A bill to establish a permanent Australian Centre for Disease Control (CDC) has passed the House of Representatives with support of Labor, the teals, Greens, and Centre Alliance.
Health Minister Mark Butler told parliament the Australian CDC would be an “independent” commonwealth agency separate from the Department of Health.
Butler said it would serve as the national leader and “authoritative voice” on public health, leveraging the best scientific and technical expertise across the country.
“Establishing a permanent Australian CDC through this bill will deliver on our commitment to create an independent agency that will help protect Australia from diseases and other public health threats,” Butler said (pdf).
“It ensures that Australia joins our international peers in establishing a permanent national centre for disease control.”
The Australian CDC is due to begin operating on Jan. 1, 2026. As a statutory agency within the health minister’s portfolio, it will be accountable to parliament.
Butler said in the early stages, the CDC would be looking at pandemic preparedness, communicable diseases, environmental health and occupational respiratory diseases. After an independent review in 2028, it will then look to expand, potentially covering chronic conditions.
“No Australian will be left behind,” Butler said.
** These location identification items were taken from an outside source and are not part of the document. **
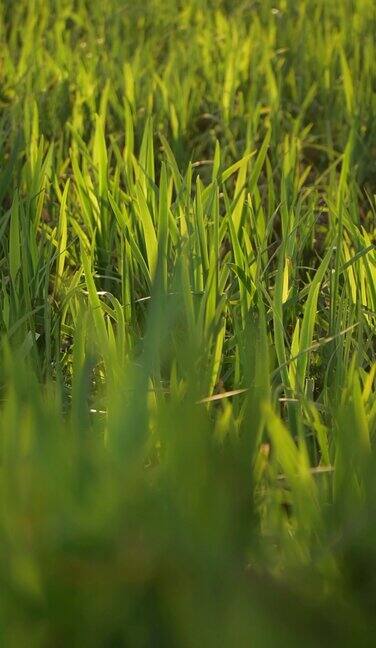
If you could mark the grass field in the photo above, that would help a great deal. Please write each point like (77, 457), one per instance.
(188, 311)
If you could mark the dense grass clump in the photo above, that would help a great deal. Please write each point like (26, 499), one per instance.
(187, 310)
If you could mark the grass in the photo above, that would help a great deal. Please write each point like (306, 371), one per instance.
(188, 310)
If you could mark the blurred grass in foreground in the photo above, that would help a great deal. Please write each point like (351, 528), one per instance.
(187, 303)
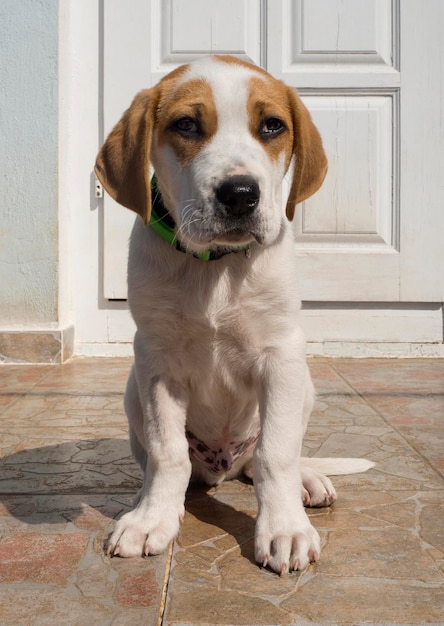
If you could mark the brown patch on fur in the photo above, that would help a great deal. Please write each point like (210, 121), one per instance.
(193, 99)
(311, 162)
(272, 98)
(122, 165)
(268, 98)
The bill came after three years of policy development and public consultation.
“This bill establishes a permanent, evidence-based institution to ensure that Australia is better prepared, more united and more accountable in the face of future public health threats,” Butler said.
“It is a long overdue reform, one that honours the hard lessons of the past and builds a stronger, healthier future for all Australians.”
Barnaby Joyce Says Senate Inquiry Needed
However, Nationals Member for New England Barnaby Joyce said he hoped the bill would have a Senate inquiry for a “hard look at this piece of legislation.”
Joyce also used his speech to reflect on the COVID-19 pandemic response during his speech, saying he believed they had “overreacted.”
“What happened then was the state had primacy over the individual. You’ve always got to be cautious when the state becomes more powerful than the individual,” Joyce said.
“We have to be really careful when the state comes in and has this manifest power that completely consumes the right of the individual.”
“The other thing that happened during COVID is our national debt went through the roof.”
Labor MP Says It’s Common Sense
However, Labor Member for Makin Tony Zappia described the proposal to set up a CDC as a “common sense response” to the lessons learned from COVID.
“In particular, we learned that our national health services must be better resourced and coordinated and that we must have better data shared across all jurisdictions—not only jurisdictions here in Australia but across the world,” he said.
Zappa shared that in his local community, hardly a day went by without someone speaking to him about the effects of COVID, the vaccines or economic disruptions that changed their life forever.
“In the interconnected world that we live in today, it is more essential than ever before that we be better prepared for another global or national pandemic,” he said.
He said during COVID, there were too many “mixed messages” and opinions which left people confused.
“To this day, I regularly hear from people who are adamant that they or their family members continue to suffer from the long-term health effects of the COVID vaccines,” Zappia said.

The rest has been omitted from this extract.